It’s never easy to replace a living legend — and in Foster City, Judy Edelson qualifies as that.
Finding the successor for the director of the Peninsula Jewish Community Center since the early 1980s will be “like replacing John Wooden,” says PJCC board president Scott Hartley, likening Edelson to the former UCLA basketball coach who racked up 10 national championships.
But after an exhaustive search, the PJCC has hired its new “coach” — Deborah Pinsky, who starts early in 2008.
“She stood out in a lot of different ways to me,” said Bruce Pasternack, a former board president and search committee member.
“She had a breadth of experience with all different types of centers … and the world of JCCs and other jobs in the Jewish community. She has a great knowledge of what it takes to lead a center and struck me as someone who would be a terrific leader and replace an almost irreplaceable person in Judy Edelson.”
Pinsky, 54, currently is executive director of B’nai Jeshurun in Manhattan’s Upper West Side, an egalitarian, unaffiliated congregation of 4,000-plus member families. Prior to that, she was executive director of JCCs in Los Angeles, her native Montreal and Toronto, where she brought the center back from near bankruptcy.
The PJCC has grown exponentially in the past few years. Since moving from Belmont to Foster City a couple of years ago its budget has grown from around $2 million to $15 million yearly and membership has jumped from 1,000 to 10,500.
That’s not to say all the challenges are over. The center is still hoping to raise funds to build a theater (and is contractually obligated with Foster City to do so) and has plans for a senior center as well.
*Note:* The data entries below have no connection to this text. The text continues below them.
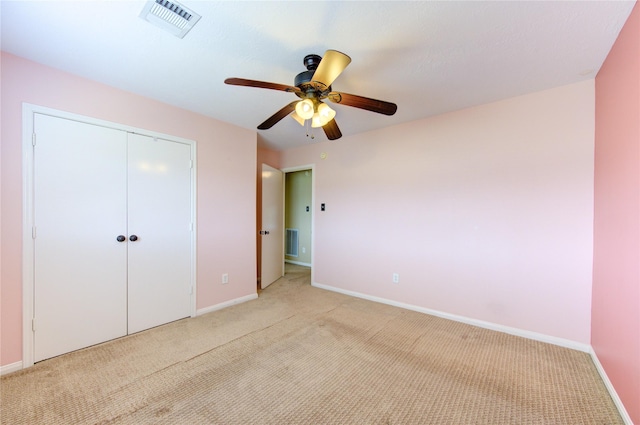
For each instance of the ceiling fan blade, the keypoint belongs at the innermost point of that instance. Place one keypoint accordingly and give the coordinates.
(273, 119)
(331, 65)
(260, 84)
(374, 105)
(331, 130)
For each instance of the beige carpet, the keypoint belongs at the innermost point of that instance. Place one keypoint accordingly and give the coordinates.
(302, 355)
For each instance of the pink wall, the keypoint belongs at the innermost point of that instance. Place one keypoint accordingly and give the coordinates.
(616, 270)
(485, 213)
(226, 182)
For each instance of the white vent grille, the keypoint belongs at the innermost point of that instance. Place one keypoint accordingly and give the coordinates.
(170, 16)
(291, 245)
“It would be great if I could build that theater and cultural arts center and raise a lot of money in the next couple of years,” said a chuckling Pinsky, whose lightning-fast diction reveals the odd trace of her Montreal origin.
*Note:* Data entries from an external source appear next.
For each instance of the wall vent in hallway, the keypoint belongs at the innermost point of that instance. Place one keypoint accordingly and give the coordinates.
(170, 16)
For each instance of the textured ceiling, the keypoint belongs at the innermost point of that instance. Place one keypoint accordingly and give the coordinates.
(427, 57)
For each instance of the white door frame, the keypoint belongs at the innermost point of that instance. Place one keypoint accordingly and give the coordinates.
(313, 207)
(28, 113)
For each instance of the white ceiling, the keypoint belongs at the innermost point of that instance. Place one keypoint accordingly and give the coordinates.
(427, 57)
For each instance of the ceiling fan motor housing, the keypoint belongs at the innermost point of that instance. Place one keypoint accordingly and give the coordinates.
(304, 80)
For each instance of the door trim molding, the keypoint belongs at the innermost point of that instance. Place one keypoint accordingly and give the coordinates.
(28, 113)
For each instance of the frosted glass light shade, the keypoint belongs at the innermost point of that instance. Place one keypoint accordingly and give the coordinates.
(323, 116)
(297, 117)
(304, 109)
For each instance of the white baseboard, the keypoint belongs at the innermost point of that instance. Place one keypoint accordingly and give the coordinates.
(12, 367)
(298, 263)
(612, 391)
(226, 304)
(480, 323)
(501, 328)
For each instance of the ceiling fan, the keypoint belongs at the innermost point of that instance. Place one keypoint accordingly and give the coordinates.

Her other great challenge will be “to take the magnificent facility and add a texture and a tone and soul to it. The building is there — but what kind of identity do we want to have?”
Pinsky, who plans on living in San Francisco and commuting, said she won’t be a clone of Edelson — “though we’re very much alike; we both have so much energy. When the two of us are talking no one else gets a word in edgewise.
“I’m not taking over for someone who was fired or did a bad job but a living legend and one who lets go of the reins very willingly. And you don’t get that all the time.”